4.15.2004

battles with the demon mouse.

The first thing I noticed was that my monitor was showing my computer desktop. That fact alone is not unusual, as typically, that's what monitors are supposed to do. But this was right when I got home after being in the computer lab for a couple of hours. The monitor should have been off, as it's set to shut down after about twenty minutes of inactivity. Not only was it on, it had windows up of tasks I hadn't started. But most suspicious of all was the cursor.

It was moving. Independently of the mouse which supposedly controls it.

I stared, fascinated at the phenomena. My cursor was moving around the screen, checking boxes, clicking around at things that were not there. The movement was deliberate, the kind of movement you'd see with normal mouse use, not just random jerks here and there. I feared somehow that I had a Trojan horse on my computer, a program that allows someone to control the computer of someone else. I immediately tried to start my ant-virus and spyware detection programs, but found that every time I tried to select a program in the start menu, my possessed mouse would click somewhere else and I'd have to start all over again.

So I started trying to use the keyboard. Navigating with the keyboard is a lost art, and I was having a hard time finding it again. Even if I did manage to get something selected, again the mouse would click somewhere else and screw it all up. It was time to pull the plug.

Unplugging the mouse solved the problem of the moving and clicking I wasn't controlling, but it didn't make it any easier to start and manage programs using the keyboard. I tried to find the option where you can control the mouse cursor with the numeric keypad, but oddly enough, it wasn't under mouse options. (I later found it under "Accessability" with the assistance of someone else.)

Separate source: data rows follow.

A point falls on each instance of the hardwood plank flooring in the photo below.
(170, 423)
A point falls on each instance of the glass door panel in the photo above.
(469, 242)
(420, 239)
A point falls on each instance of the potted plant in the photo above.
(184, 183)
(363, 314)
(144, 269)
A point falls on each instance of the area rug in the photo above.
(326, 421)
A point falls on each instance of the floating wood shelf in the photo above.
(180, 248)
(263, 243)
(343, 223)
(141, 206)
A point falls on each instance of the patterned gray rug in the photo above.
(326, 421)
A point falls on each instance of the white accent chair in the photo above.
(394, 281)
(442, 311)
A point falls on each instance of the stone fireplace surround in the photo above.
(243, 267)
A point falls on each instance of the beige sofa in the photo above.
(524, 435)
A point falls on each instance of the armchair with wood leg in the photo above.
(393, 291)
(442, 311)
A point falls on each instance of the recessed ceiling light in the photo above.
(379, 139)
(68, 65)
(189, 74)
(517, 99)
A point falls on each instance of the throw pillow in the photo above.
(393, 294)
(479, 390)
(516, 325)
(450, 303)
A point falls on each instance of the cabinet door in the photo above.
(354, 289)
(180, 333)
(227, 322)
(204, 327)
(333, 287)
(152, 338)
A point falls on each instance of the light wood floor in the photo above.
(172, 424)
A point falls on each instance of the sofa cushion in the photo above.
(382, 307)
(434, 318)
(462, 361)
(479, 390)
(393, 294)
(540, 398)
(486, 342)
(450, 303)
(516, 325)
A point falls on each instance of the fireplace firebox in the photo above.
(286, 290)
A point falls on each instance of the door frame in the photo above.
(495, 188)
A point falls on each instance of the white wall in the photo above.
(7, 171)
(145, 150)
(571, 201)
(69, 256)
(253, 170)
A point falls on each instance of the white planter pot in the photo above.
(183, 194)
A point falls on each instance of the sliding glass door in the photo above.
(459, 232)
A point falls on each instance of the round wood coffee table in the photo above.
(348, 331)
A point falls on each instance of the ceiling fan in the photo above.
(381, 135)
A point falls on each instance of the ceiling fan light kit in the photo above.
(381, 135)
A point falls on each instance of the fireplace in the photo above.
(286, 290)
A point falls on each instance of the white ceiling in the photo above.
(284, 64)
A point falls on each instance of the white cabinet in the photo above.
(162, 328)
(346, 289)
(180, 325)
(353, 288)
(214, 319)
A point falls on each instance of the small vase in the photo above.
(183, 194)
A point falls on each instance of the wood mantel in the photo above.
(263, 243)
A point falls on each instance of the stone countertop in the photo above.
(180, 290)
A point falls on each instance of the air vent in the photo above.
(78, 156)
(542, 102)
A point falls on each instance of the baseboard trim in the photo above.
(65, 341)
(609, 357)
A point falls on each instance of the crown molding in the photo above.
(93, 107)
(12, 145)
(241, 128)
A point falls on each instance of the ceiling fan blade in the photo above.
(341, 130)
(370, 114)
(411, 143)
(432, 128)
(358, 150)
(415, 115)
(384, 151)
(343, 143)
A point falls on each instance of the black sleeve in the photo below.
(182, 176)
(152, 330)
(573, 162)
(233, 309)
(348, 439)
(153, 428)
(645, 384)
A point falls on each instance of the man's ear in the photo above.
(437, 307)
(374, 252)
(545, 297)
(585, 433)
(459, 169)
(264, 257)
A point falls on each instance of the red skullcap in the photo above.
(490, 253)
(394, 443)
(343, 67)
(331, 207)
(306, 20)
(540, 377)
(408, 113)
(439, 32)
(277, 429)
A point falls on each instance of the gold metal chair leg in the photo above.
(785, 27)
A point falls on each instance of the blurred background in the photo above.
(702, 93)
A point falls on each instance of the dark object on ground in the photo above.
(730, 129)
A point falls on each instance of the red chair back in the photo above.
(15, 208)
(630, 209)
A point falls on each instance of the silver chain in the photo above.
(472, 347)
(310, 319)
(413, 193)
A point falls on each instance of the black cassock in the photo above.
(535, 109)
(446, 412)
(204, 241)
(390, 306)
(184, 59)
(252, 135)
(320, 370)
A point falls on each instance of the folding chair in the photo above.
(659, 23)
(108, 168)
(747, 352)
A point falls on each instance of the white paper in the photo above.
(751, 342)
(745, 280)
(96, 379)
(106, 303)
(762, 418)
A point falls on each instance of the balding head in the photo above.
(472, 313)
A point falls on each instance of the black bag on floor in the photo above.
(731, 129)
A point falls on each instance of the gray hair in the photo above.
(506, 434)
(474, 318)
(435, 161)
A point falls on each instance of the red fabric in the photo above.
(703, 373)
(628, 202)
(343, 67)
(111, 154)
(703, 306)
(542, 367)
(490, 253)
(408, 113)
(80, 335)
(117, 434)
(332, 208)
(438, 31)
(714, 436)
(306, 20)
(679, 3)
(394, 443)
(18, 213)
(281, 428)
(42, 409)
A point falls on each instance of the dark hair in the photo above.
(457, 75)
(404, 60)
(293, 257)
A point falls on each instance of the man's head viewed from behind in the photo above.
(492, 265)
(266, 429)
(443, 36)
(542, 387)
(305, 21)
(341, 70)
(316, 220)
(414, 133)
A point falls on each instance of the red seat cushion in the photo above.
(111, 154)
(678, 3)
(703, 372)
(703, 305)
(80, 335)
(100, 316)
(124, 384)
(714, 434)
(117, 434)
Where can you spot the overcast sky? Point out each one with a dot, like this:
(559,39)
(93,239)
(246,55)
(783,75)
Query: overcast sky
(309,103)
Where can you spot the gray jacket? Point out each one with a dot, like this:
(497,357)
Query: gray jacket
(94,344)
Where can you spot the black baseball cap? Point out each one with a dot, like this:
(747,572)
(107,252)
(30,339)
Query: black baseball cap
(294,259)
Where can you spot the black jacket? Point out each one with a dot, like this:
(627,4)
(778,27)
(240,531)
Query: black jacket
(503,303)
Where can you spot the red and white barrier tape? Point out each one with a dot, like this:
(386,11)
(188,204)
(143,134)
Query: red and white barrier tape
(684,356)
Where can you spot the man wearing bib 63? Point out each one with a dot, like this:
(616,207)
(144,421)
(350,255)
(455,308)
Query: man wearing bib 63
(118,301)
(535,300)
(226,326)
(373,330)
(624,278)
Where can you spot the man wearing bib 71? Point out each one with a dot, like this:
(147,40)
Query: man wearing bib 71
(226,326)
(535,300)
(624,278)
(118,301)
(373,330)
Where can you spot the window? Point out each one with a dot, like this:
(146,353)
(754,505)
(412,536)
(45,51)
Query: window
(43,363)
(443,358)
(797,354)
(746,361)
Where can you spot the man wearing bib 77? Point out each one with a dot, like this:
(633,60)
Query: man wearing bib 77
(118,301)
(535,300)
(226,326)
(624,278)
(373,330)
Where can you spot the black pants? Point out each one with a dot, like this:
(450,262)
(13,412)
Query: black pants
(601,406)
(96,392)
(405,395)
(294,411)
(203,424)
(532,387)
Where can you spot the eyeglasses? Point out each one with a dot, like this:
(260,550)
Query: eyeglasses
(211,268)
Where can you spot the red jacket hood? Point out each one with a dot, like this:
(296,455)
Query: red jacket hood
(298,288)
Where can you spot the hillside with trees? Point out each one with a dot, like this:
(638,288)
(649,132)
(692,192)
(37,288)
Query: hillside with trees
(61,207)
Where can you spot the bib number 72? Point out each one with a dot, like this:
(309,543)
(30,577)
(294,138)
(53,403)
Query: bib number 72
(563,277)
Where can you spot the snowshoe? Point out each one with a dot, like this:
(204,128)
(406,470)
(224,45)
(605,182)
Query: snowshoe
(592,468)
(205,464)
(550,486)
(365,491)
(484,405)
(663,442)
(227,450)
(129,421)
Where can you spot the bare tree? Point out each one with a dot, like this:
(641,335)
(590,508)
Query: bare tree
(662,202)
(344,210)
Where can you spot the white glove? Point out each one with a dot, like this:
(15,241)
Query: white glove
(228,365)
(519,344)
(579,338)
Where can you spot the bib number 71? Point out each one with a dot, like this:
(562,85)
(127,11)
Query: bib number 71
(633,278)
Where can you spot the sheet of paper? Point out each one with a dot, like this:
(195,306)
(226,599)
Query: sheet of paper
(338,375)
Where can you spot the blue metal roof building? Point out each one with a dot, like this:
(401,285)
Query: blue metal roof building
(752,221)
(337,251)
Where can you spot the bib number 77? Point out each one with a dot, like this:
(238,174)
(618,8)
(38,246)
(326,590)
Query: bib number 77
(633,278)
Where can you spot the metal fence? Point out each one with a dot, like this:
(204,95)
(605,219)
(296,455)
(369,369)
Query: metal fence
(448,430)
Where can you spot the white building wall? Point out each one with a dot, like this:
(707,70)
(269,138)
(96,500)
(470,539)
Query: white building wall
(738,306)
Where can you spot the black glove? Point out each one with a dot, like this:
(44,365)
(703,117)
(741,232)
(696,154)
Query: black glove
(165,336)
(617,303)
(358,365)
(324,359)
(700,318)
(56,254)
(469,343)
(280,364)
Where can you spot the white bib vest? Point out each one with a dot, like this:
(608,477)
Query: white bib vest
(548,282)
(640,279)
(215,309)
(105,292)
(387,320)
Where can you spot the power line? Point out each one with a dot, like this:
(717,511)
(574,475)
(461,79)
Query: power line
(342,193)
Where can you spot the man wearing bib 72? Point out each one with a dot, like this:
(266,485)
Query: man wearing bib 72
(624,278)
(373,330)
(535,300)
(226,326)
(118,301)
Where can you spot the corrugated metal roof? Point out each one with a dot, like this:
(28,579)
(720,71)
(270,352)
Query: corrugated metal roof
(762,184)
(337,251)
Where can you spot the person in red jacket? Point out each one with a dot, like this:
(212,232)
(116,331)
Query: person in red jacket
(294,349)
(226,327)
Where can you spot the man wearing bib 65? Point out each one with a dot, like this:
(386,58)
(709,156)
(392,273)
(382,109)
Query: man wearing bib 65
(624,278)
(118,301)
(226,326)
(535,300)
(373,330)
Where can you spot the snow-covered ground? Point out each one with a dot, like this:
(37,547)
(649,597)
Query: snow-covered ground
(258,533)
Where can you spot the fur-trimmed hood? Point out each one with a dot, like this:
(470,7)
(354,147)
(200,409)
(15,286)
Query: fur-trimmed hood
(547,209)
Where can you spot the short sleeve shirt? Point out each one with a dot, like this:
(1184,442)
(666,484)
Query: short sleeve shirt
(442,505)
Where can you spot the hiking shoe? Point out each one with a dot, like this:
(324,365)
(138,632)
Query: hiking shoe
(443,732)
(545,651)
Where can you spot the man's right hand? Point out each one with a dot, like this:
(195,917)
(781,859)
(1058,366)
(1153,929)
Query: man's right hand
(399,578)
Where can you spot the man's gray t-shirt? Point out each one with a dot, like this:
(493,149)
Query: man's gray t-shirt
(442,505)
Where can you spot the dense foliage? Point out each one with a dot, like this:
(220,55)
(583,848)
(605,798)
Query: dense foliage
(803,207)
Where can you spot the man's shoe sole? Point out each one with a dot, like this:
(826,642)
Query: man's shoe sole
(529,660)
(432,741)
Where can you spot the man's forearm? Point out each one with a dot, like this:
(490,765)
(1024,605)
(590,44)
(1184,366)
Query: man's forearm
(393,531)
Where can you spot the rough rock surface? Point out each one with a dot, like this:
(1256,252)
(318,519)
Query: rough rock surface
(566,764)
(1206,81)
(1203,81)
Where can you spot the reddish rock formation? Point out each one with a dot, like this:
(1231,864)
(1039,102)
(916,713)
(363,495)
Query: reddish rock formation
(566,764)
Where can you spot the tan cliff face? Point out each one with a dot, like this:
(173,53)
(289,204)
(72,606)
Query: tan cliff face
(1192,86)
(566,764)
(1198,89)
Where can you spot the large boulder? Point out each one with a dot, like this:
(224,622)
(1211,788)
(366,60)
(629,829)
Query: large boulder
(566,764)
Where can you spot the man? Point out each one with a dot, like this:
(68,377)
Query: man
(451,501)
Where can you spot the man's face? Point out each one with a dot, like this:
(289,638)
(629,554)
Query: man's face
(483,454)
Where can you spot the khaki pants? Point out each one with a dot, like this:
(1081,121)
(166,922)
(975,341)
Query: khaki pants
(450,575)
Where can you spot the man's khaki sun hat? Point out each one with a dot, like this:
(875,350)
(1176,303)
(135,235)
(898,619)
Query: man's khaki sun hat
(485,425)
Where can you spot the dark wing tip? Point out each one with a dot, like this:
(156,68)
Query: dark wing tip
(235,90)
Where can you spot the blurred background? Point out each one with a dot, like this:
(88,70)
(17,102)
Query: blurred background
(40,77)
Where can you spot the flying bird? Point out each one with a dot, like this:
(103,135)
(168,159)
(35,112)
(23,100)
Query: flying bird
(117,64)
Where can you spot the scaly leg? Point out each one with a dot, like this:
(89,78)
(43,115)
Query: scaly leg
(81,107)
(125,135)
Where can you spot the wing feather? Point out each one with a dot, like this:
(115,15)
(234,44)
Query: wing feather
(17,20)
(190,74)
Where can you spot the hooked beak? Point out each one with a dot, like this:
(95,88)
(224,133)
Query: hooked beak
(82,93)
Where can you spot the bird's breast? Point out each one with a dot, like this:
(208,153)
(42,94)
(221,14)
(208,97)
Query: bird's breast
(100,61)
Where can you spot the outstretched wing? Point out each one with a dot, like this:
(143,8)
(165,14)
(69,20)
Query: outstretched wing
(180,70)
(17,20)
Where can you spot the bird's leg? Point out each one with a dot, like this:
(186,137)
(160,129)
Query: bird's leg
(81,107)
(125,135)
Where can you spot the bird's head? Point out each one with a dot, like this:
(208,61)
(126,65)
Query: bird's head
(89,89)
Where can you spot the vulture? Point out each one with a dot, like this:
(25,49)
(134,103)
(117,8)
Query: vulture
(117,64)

Running the spyware and anti-virus programs revealed nothing. My computer was clean. Restarting the computer, the eternal answer to any computer problem, didn't help either. Plugging the mouse back in, but removing the batteries still gave me the same problem. I even changed the batteries. I was frustrated and confused. I thought of searching the web for some clue on how to exorcise a mouse, but navigating through a website with only the keyboard is a nightmare I did not want to endure.

Finally, I looked at my mouse, now lifeless beside me, and the solution came. My mouse has no tail, i.e. it's wireless. I have a sensor hooked up to the computer. What if someone close by had the same kind of mouse and was using it, but my sensor was also detecting it? It was a thought worth pondering. I pondered the fact that someone had just moved in upstairs as well.

I dug out my old mouse, my old, wired, non-optical mouse and plugged her in. It worked. No demon possession, no erratic movement, nothing but what I was doing. I both hated and loved this result, as it solved the problem, but meant going back to my old mouse. I figure I'll have to use it at least until I move, in which case whatever demon is controlling my wireless mouse will not be packed up in a box and moving with me. I considered trying to use it anyway, with the idea that whoever else had the other mouse would pick up my movement as well. Maybe I could make them back down by not letting them get anything down either. But then I looked at my WWJD bracelet and realized that there was no guarantee that sort of plan would work.

So now she sits on my desk, her double A entrails sticking out of her body. I miss her. I miss the freedom of using something that isn't on a leash.

What does not kill us makes us stronger.